5 Ways To Add Ecommerce Functionality To Your Web Development Plan

A good website will bring attention to your company, your brand, and your products. A great website will do all of this and allow people to functionally send money to your company, your brand, and your products as well! And the difference between the two may be as subtle as setting up the right e-commerce functionality.

Five ways to do this specifically, with today’s technological availability, include finding a way to accept credit cards, using PayPal’s potential, having direct shopping cart resources build into your web framework, using personalized communication, and organizing a way to purchase licenses (for software, for example).

1. Credit Card Acceptance

If you’re out at a physical location, and people want to buy your products, there are a few ways to handle it. There’s cash, there are checks, and there are credit cards. Each requires a different set of variables to make sure the transaction goes securely. But, one new, progressive development with credit cards is the availability of merchant accounts to bypass some of the infrastructure requirements of the past. And once you have those accounts set up, you can mention this in advertising your mobility as a seller.

2. PayPal Availability

And with more people using PayPal than ever, if you have your account there set up, people visiting your site online can hit a single button and have access to any number of different aspects of your product via secure e-commerce lanes. Whether you’re selling digital goods or physical ones, PayPal has excellent ways to cover both client and server side connections, with plenty of proof of purchase points along the way.

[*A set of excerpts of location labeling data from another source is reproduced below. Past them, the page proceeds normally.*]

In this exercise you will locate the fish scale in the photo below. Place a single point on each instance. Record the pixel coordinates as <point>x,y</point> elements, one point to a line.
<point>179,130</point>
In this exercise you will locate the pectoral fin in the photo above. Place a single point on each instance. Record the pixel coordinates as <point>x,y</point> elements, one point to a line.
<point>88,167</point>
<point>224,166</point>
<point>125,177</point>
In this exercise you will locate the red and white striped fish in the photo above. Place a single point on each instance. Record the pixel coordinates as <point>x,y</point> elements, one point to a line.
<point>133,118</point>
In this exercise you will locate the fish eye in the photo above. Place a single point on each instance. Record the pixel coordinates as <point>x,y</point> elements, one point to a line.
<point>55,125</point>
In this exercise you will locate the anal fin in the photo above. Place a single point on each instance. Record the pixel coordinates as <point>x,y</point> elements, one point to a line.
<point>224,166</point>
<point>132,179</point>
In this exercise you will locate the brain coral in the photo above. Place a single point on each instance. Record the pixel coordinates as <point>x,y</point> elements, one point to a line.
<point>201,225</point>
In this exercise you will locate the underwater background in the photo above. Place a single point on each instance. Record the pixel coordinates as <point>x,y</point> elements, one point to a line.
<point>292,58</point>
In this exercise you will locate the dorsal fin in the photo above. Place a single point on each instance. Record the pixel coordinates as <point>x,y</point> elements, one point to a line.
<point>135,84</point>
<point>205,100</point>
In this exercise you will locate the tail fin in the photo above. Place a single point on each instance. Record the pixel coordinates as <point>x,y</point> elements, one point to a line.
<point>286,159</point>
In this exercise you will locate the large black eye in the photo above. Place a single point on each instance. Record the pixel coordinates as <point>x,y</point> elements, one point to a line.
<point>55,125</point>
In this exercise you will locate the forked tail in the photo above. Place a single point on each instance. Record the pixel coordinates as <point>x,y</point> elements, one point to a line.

3. Direct Shopping Cart Resources

Within the constructs of your web hosting company, there are often ways to add shopping cart functionality right within that framework. Whatever content management system you end up using, there are various scripts that can work with your web code to make electronic shopping carts an easy addition to any kind of presentation you decide on.

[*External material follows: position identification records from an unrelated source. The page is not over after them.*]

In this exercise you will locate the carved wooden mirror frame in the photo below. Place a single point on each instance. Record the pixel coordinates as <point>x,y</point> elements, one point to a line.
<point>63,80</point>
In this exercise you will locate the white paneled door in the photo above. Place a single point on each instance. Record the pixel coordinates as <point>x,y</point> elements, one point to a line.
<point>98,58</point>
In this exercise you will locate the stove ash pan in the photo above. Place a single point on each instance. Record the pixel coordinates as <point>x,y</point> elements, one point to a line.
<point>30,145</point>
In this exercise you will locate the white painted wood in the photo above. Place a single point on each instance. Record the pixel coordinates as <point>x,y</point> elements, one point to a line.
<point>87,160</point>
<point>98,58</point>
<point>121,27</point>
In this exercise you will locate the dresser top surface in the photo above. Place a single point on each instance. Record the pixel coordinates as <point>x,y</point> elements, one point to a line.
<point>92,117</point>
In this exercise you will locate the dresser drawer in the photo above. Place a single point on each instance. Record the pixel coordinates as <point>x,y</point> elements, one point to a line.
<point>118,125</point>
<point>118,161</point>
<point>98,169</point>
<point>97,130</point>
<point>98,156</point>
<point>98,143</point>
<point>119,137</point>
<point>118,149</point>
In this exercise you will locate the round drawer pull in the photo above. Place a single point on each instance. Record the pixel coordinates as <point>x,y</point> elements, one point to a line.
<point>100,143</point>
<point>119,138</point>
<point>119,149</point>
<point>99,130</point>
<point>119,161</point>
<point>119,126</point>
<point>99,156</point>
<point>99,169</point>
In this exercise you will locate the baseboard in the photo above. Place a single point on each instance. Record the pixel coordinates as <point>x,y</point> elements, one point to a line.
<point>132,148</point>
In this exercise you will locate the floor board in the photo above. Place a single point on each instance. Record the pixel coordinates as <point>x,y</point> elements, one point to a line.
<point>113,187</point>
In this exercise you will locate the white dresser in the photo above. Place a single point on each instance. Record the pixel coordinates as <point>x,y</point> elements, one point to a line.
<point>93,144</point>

4. Personalized Communication

Another way to add ecommerce to the mix is via personal communication. If you run a small or personalized enough site, you can have people send you emails detailing what they need, and you can invoice them personally. This is a good way to form a bond of trust between an individual producer and consumer as well.

5. Licensing Purchases

And for those of you who are selling software via your website, there are many different ways to provide free trial versions, and then sell some type of license through your website as well. This lets people work with the try-before-buy concept to see what kind of use they get from your product first.